Uprising of 20,000 (1909) | Jewish Women's Archive (original) (raw)

Designed in the early 1890s, the shirtwaist (or blouse) arrived at a time when production of women’s clothing moved from the household to the factory. By 1909, 600 shops operated in New York City (the center of garment manufacturing in the United States), employing 30,000 workers and producing fifty million dollars in merchandise annually. The relatively newer shirtwaist factories—generally of medium to large size, employing roughly 50 to 300 people during the busy seasons—provided slightly better working conditions and wages than the older suit and cloak shops, which employed mostly Jewish men.

In the shops, the internal subcontracting system trapped about a quarter of the women in unskilled, poorly paid jobs. These “learners,” so-called even after they mastered their tasks, earned three to four dollars per week (during the busy seasons), while semiskilled “operators,” about 50 to 60 percent of the workforce, earned seven to twelve dollars per week. At the top of the hierarchy stood highly skilled sample makers, cutters, and pattern makers who earned fifteen to twenty-three dollars per week and subcontracted work to “learners.” They were almost exclusively male and the most likely segment of the workforce to be unionized before the uprising.

The division of labor along skill and gender lines reinforced biases among conservative trade unionists against organizing women and unskilled laborers.
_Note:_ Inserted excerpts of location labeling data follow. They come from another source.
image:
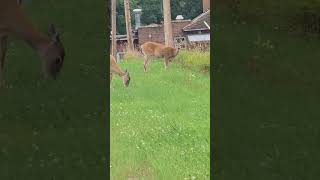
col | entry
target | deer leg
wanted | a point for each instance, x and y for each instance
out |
(3, 50)
(146, 63)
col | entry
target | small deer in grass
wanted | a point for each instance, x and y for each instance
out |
(115, 69)
(157, 50)
(48, 46)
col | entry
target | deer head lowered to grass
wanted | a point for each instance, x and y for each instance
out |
(48, 46)
(115, 69)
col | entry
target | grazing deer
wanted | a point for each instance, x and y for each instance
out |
(48, 46)
(115, 69)
(157, 50)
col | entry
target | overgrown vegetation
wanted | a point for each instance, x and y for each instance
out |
(194, 59)
(266, 95)
(160, 123)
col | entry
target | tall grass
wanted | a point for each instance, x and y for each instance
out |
(194, 59)
(160, 123)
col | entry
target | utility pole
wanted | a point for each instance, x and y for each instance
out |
(167, 23)
(113, 28)
(128, 24)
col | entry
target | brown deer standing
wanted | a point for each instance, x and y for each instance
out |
(157, 50)
(115, 69)
(48, 46)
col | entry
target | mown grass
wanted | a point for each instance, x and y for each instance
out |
(160, 123)
(57, 129)
(266, 98)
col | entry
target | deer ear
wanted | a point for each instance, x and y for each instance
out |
(54, 35)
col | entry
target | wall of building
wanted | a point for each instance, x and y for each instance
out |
(156, 34)
(206, 5)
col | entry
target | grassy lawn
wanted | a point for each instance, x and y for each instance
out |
(160, 123)
(266, 104)
(57, 129)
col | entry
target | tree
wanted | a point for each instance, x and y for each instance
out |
(128, 24)
(167, 23)
(113, 28)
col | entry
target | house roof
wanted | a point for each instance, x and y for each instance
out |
(198, 22)
(199, 37)
(161, 24)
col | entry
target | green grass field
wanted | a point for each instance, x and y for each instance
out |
(266, 99)
(160, 123)
(57, 129)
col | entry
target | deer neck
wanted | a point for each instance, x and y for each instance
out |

Although the International Ladies Garment Workers Union did not officially discriminate against women, its conservative leadership (replaced by socialists in 1914) dismissed women as an ephemeral part of the workforce, interested primarily in marriage and motherhood—an opinion shared by Samuel Gompers and many of the AFL’s craft unions. Jewish women did quit working after marriage in significantly higher numbers than their Italian coworkers, but this did not prevent militancy in the workplace or in the community. (Conversely, Italian woman proved difficult to organize.) In fact, an emergent tradition of activism among women (punctuated by the 1902 Term used for ritually untainted food according to the laws of Kashrut (Jewish dietary laws).kosher meat boycott, the 1907 rent strike, and sporadic labor struggles) played a key role in sustaining the 1909 uprising.

The movement that culminated in the uprising of the 20,000 began with spontaneous strikes against the Leiserson Company, the Rosen Brothers, and the Triangle Shirtwaist Company—New York’s largest manufacturer of shirtwaists—(See Triangle Shirtwaist Fire) during the summer/fall busy season of 1909. Although prompted by different incidents, workers shared a common set of underlying grievances about wages, hours, workplace safety, and workplace indignities suffered specifically by women (such as unwanted sexual advances, threats, and invasions of privacy). The Rosen Brothers settled with their employees after five weeks, but Leiserson and Triangle remained intransigent.

From the outset, the young strikers faced three-way opposition from the manufacturers, the police, and the courts. Triangle and Leiserson hired thugs and prostitutes to abuse strikers, often with aid from policemen, who then arrested strikers on trumped-up charges of assault. In court, strikers faced hostile magistrates who upbraided the young women (“You are striking against God and nature,” scolded one enraged judge), fined them, and, in some cases, sentenced them to the workhouse.

In an attempt to curb abuses, the fledgling Local 25 of the ILGWU, which represented shirtwaist makers, asked the Women’s Trade Union League (WTUL) (established by upper-class suffragists in 1904 to promote the welfare of working women) to monitor the picket lines. After police arrested Mary Dreier, head of the WTUL, for allegedly harassing a scab, strikers won the sympathy of a previously indifferent public. The WTUL proved a valuable ally; its members walked the picket lines, raised funds, and pleaded the strikers’ case to the general public. The Forverts, the United Hebrew Trades, the Arbeter-ring (Workmen’s Circle), and the Socialist Party and its weekly The Call also provided important logistical and financial support.

Nonetheless, by early November, Local 25 had almost depleted its strike fund, and many strikers chose to return to work rather than suffer arrest, harassment, and personal injury. Furthermore, Triangle and Leiserson partially circumvented the strike by subcontracting work to smaller shops (though, on at least one occasion, subcontracted workers went on a sympathy strike). Instead of conceding defeat, Local 25’s fifteen-member executive committee (six of whom were women and all socialists) called for a general strike to shut down production entirely in the shirtwaist industry.

On November 22, thousands of young women packed into Cooper Union to discuss Local 25’s recommendations. Samuel Gompers and Mary Dreier spoke, along with a number of luminaries of the Jewish labor movement, including Meyer London, labor lawyer and future Socialist Party congressman; Benjamin Feigenbaum, the meeting’s chair and popular Forverts writer; and Bernard Weinstein, head of the United Hebrew Trades. In speech after speech, speakers offered support, but urged caution.